- The RBNZ has surprised financial markets, flagging it may cut official interest rates in the months ahead.
- Previously, the bank saw rates increasing in early 2021.
- It cited a weaker global economic outlook and recent strength in the New Zealand dollar as two factors behind the change in policy stance.
- The dovish shift follows similar moves from other major banks, including the RBA and US Fed, in recent months.
- The New Zealand dollar has fallen sharply on the news.
Following in the footsteps of other major central banks in recent months, the Reserve Bank of New Zealand (RBNZ) delivered a dovish surprise at its March monetary policy meeting, flagging the potential for a further reduction in its cash rate in the months to come.
“Given the weaker global economic outlook and reduced momentum in domestic spending, the more likely direction of our next overnight cash rate (OCR) move is down,” the RBNZ said.
“We will keep the OCR at an expansionary level for a considerable period to contribute to maximising sustainable employment, and maintaining low and stable inflation.”
On the global economy, the RBNZ said “the outlook has continued to weaken, in particular amongst some of our key trading partners including Australia, Europe, and China”.
It acknowledged the role of other central banks in its adoption of an easing bias, implying that rates could be cut again, noting the weaker global outlook had “prompted central banks to ease their expected monetary policy stances”.
In turn, it said this had placed “upward pressure on the New Zealand dollar”.
For a central bank trying to muster inflationary pressures, this was seen as a negative development in trying to achieve this task.
“Employment is near its maximum sustainable level,” it said, referring to the first of its twin policy mandates for official policy settings.
“However, core consumer price inflation remains below our 2% target mid-point, necessitating continued supportive monetary policy.”
The RBNZ sectoral factor inflation model, its preferred measure of underlying inflationary pressures, grew by 1.7% in the year to December, unchanged from the pace recorded in the prior quarter and below the midpoint of its 1-3% target.
The bank said it still expects inflation to lift to around the mid-point although it admitted the balance of risks had “shift to the downside”.

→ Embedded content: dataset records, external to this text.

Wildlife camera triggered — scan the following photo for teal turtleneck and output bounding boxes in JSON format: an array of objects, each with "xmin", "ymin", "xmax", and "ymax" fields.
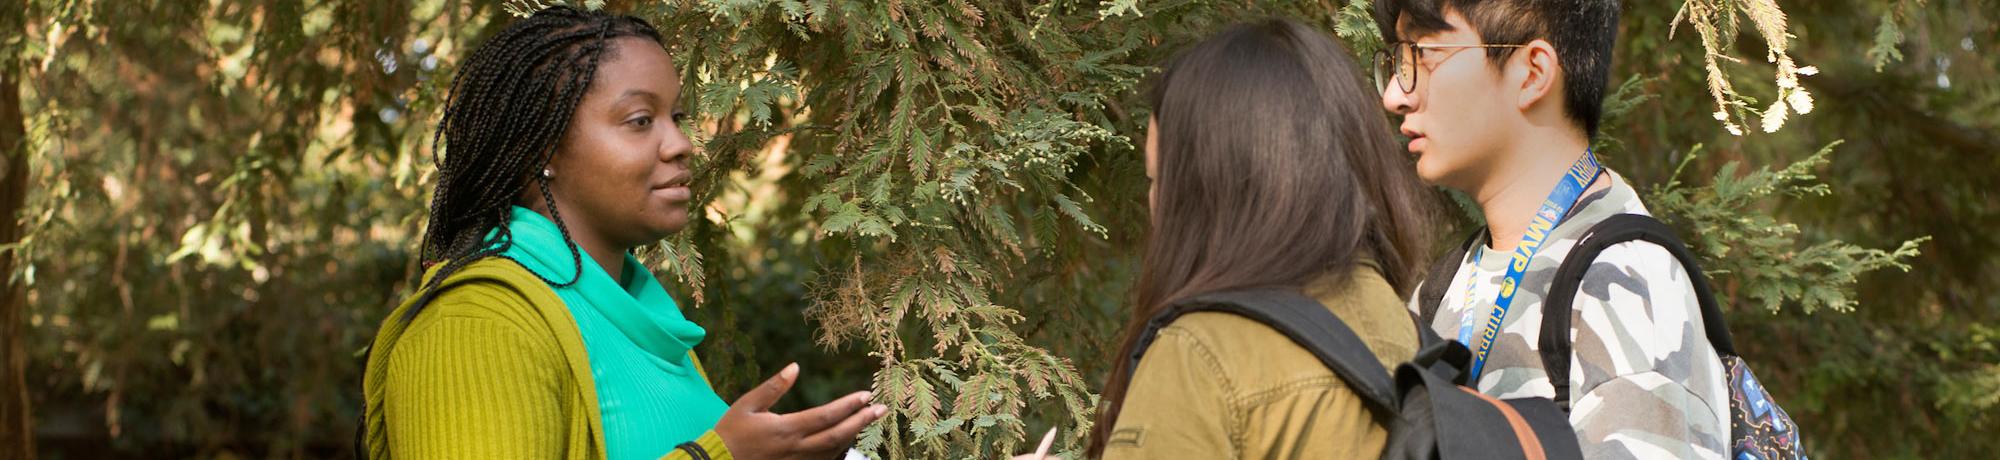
[{"xmin": 494, "ymin": 206, "xmax": 728, "ymax": 460}]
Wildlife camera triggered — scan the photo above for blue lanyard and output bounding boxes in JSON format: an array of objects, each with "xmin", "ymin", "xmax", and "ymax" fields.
[{"xmin": 1456, "ymin": 151, "xmax": 1603, "ymax": 381}]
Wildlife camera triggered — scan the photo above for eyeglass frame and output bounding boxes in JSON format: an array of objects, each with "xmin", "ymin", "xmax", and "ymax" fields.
[{"xmin": 1373, "ymin": 42, "xmax": 1529, "ymax": 94}]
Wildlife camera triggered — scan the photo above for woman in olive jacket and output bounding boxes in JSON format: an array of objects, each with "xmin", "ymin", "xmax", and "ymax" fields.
[{"xmin": 1084, "ymin": 19, "xmax": 1435, "ymax": 459}]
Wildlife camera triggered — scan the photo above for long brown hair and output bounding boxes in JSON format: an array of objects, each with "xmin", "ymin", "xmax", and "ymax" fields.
[{"xmin": 1086, "ymin": 19, "xmax": 1434, "ymax": 457}]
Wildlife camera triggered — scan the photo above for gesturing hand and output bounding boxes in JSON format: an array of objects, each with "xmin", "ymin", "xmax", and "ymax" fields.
[{"xmin": 714, "ymin": 363, "xmax": 888, "ymax": 460}]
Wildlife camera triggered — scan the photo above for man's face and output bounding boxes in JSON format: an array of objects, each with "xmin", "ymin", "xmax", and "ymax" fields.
[{"xmin": 1380, "ymin": 10, "xmax": 1520, "ymax": 192}]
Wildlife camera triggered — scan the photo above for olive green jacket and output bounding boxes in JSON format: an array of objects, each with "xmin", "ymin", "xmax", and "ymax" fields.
[{"xmin": 1103, "ymin": 264, "xmax": 1417, "ymax": 459}]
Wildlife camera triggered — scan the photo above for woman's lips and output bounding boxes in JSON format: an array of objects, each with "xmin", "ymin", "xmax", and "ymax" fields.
[
  {"xmin": 653, "ymin": 185, "xmax": 692, "ymax": 201},
  {"xmin": 1407, "ymin": 136, "xmax": 1427, "ymax": 155}
]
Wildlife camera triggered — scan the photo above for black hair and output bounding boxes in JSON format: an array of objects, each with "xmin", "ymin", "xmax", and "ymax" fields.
[
  {"xmin": 1372, "ymin": 0, "xmax": 1621, "ymax": 138},
  {"xmin": 406, "ymin": 5, "xmax": 665, "ymax": 319}
]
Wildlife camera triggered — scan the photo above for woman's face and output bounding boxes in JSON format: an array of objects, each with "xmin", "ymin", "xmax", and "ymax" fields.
[{"xmin": 544, "ymin": 36, "xmax": 694, "ymax": 249}]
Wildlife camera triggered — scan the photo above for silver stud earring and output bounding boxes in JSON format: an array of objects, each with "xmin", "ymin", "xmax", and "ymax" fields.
[{"xmin": 541, "ymin": 168, "xmax": 554, "ymax": 179}]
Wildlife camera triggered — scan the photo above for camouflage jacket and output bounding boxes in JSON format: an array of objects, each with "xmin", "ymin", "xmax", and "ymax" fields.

While the RBNZ may now cut rates in the months ahead to help boost inflation and mitigate potential global risks, it still retained an optimistic assessment on the broader domestic economic outlook.
“We expect ongoing low interest rates, and increased government spending and investment, to support economic growth over 2019,” it said.
“Low interest rates, and continued employment growth, should support household spending and business investment. Government spending on infrastructure, housing, and transfer payments also supports domestic demand.”
However, keeping with the dovish commentary throughout the March statement, it warned the “risk of a more pronounced global downturn has increased and low business sentiment continues to weigh on domestic spending”.
As for upside risks, it said “inflation could rise faster if firms pass on cost increases to prices to a greater extent”.
Previously, the RBNZ forecast that New Zealand’s cash rate was likely to increase in early 2021. It currently sits at 1.75%, a level it has remained since late 2016.
With the bank now flagging that the next move in rates is likely to be lower, it has seen the New Zealand dollar plummet against the Australian and New Zealand dollars, as well as the major crosses.
That suggests the dovish shift from the bank was not expected by financial markets, even with similar moves from major central banks, including the RBA, since the beginning of the year.
“We were very surprised by this change of stance, because the economic situation has not changed much since the RBNZ’s last missive in February,” said Dominick Stephens, Chief Economist at Westpac Bank in New Zealand.
“Perhaps the main reason for the change of stance was the actions of other central banks.”
As for whether or not the RBNZ will act upon its easing bias, some economists believe it could cut rates as soon as May this year.
“RBNZ rate cuts are now much more likely than not,” said Jeremy Couchman, Senior Economist at Kiwibank.
“In an immediate change of call, we place a rate cut in May with a 60% chance. One cut wouldn’t touch the sides, so we expect another follow up move to 1.25% in either August or November.”
Marcel Thieliant, Senior Economist at Capital Economics, is another who believes that a May move appears likely.
“Given the Bank’s dovish tilt today, it now looks more likely than not that the Bank will indeed start to loosen policy before long, perhaps as soon as May,” he said.
“Financial markets are currently pricing in about a 60% chance of a 25 basis point rate cut over the coming year.”